Vikri nodded. "Faith…we must believe in something, or the soul dies, and the body rots away. In those days, the rumor had it that just one lifeboat got free, and that they made it down to the surface. Before the militia and merks could intercept it, the lifeboat crashed on a beach near the equator. This would be near the forests on Manaul 5J. That's the huge jungle continent near the equator. You could lose a thousand ships, and a milllion prisoners, in there without a trace."
Amela sipped her cafir, grateful for the warmth, but barely tasting its woody and stimulating sweetness. Her tired brain crackled with the electrifying story Vikri told. "You think the boat can be made to fly if anyone can find it?"
Vikri sighed. "Eh, who knows? If the boat even exists. It's been hidden for many years. The story means the Kaarrk were unable to find the boat and its crew of Runners, which proves that people can lose themselves down under. The best scenario is we find the boat, it still works, and we escape from Manaul."
"Or die trying."
"No. There will be astrogation libraries embedded in cyber mines on board. A wealth of detailed navigation charts in four or five dimensions. They'll come to life if we can just find the boat and figure out how to make it work. We could maneuver back out into the starways, using the backward logs and charts of their coming. We'd stand a chance of being picked up by a humanian corsair, let's say, who would ransom us off to the highest bidder. They'd know where their better deal lies, so they'd ransom us to the nearest Dominion frontier fortress."
"It's a long shot."
"What have you got to lose, my young sweet?"
Amela thought for a few seconds. The answer came in a flash of sheer truth. If she did not try to escape right now, she'd grow old here. Worse yet, Solan and Nally would grow old, never seeing her again. Solan might take a new wife…and Nally would carry the wound of his lost mother for the rest of his days. The thought of Solan missing her was compelling enough. Better yet, she thought of herself sleeping with her husband in their warm bed at Gateway Lane, their limbs luxuriously tangled in the night. Above all, as a mother, the sense of her son's suffering changed everything.
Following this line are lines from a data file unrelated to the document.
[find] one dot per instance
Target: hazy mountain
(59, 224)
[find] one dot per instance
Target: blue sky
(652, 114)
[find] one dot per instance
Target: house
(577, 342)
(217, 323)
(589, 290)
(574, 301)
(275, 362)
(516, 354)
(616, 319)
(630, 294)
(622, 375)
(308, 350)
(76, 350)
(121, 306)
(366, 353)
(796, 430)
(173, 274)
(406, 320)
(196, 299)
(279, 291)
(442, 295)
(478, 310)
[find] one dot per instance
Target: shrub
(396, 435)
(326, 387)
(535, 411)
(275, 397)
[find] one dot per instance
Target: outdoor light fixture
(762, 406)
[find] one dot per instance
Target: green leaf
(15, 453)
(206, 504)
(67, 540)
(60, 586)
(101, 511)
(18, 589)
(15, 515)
He must miss her terribly, as she missed him. Of the two mortal wounds in her soul, the larger one that hurt more was that of losing her son like this, her very motherness. Now that there seemed even a remote chance, she was wired for a run. "I can't wait to go," she told Vikri. "There is really nothing to lose, and everything to gain."
"I have a plan. I can make it happen. Are you in?" Vikri said, as gray shapes trudged past them in the oily, dirty corridor with its junglewood floors, its stained walls, its hanging hooks and sacks like a row of dead women.
"Or die trying."
Vikri's smile brightened, then dimmed back in to enigma ash as she cautioned: "Keep your eyes open for betrayers. They exist, and would be your death if they knew." Vikri rose. She rose and embraced Amela, who was surprised at the old woman's strength. Vikri pressed her mouth close to Amela's ear and whispered: "We are being watched. Be careful. By knowing, we can defeat them at their own game."
Vikri released her grip. While Amela could only pinch her mouth closed in shock, Vikri smoothed down her tunic over a wispy frame. Despite her frail looks, her forearms were brown and wizened, and not thin because of her years, but wiry from constant hard work. "Tomorrow." With that, Vikri joined the constant passing of hooded and veiled figures, and disappeared amid the smoky light of the teeming barracks.
Elated, yet troubled, Amela went the other way, and collapsed into a deep and dreamless sleep of exhaustion on her cot amid the forty-some beds and women of her open-bay barracks. Who was watching? Major Rulla Texel? But why?